The present data provide substantial insight into truffle strain dynamics on host roots. They also suggest that to improve T. melanosporum production or to establish ex novo black truffle plantations, nursery-inoculated host plants harboring ECMs of both mating types should be used. In light of these findings, it cannot be taken for granted that spore-inoculated host plants can sustain ectomycorrhizal strains of both mating types on their roots. As the screening of each inoculated seedling to ascertain the mating type of their ECMs does not seem economically feasible, the use of plant plots inoculated with either MAT(+) or MAT(−) in vitro-cultivated mycelia strains appears to be a promising alternative to produce host plants with strains of certified mating type on their roots. Productive orchards can then be established by outplanting close to other seedlings harboring ECMs of different mating type. Studies aimed at determining the optimal spacing and ratios between plants with strains of different mating types should be performed in the next future.

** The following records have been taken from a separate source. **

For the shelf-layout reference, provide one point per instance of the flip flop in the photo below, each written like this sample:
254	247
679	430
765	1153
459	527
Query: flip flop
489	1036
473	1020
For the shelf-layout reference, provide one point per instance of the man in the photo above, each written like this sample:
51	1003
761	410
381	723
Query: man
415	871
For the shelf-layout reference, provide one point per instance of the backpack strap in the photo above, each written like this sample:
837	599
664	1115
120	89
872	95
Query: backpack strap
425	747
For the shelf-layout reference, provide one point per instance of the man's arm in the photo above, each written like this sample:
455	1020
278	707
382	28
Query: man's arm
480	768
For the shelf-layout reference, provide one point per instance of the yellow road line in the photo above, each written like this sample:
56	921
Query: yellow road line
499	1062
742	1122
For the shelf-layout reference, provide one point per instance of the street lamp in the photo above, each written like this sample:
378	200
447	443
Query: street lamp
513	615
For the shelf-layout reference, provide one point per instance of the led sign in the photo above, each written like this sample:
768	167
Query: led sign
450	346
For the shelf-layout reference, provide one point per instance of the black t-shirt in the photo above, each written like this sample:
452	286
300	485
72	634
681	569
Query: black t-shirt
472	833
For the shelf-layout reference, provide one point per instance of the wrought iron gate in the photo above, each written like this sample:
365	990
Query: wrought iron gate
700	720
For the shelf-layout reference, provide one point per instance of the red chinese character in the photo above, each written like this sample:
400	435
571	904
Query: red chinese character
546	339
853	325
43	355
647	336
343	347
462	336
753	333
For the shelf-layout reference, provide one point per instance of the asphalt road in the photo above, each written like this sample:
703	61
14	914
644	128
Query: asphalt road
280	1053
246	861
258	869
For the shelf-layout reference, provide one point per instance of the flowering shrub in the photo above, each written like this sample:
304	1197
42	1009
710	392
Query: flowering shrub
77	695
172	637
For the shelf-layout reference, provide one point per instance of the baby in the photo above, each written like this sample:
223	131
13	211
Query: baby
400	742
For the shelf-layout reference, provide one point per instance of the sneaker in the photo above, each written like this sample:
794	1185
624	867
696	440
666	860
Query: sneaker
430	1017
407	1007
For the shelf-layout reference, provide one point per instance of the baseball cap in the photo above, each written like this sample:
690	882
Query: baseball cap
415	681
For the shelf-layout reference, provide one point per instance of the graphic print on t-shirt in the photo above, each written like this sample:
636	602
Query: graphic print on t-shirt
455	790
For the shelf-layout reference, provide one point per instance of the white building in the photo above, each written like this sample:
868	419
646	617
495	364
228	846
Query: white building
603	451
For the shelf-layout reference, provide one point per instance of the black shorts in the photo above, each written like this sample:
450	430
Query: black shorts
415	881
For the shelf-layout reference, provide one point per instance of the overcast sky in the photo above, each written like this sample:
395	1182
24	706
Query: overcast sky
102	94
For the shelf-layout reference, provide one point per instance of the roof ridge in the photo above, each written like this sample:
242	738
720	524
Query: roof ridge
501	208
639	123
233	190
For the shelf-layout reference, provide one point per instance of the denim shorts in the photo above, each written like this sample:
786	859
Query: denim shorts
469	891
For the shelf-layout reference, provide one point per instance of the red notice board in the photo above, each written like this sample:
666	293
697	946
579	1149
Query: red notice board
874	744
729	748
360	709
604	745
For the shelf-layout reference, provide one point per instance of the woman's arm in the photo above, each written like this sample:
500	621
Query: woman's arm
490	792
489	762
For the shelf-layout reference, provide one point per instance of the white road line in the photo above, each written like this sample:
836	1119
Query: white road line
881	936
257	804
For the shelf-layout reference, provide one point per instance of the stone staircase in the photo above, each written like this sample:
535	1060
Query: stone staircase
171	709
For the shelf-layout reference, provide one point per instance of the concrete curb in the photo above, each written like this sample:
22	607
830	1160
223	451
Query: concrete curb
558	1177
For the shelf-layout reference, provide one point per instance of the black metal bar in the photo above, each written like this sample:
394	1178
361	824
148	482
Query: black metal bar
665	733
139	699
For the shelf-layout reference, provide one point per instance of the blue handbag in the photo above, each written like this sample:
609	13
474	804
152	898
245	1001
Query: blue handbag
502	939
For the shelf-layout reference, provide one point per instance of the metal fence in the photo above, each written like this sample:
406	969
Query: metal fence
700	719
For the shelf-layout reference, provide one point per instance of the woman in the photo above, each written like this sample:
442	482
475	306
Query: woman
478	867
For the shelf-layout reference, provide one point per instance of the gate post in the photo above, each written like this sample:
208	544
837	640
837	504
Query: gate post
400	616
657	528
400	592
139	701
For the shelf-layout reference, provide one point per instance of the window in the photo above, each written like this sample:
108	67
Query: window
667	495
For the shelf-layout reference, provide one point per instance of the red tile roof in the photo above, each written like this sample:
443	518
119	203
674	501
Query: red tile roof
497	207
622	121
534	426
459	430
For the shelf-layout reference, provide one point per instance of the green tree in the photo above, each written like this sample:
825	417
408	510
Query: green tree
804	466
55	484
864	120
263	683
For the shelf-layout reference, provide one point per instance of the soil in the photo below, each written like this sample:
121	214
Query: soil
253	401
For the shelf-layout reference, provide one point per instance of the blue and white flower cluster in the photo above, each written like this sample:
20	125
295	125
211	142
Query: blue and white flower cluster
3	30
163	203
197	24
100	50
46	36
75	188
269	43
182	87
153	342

In conclusion, although these results need to be corroborated by further molecular analyses on a larger number of host nursery-inoculated plants and on different natural and cultivated truffle stands, this study provides a breakthrough in the understanding of the distribution and dynamics of T. melanosporum strains of opposite mating types in open-field conditions and on host plants grown under controlled conditions. Our results are of both basic and applicative relevance. Future investigations will allow us to determine whether the biased distribution of mating types is a factor that truly limits truffle fructification. Finally, because it is possible that other economically important Tuber spp. are also heterothallic, this study paves the way for similar investigations in other truffle species.


BB and CR were supported by Regione Umbria. The authors are grateful to Mr Dominici Amedeo and Mr Francesco Pontani, the owners of the truffle ground investigated.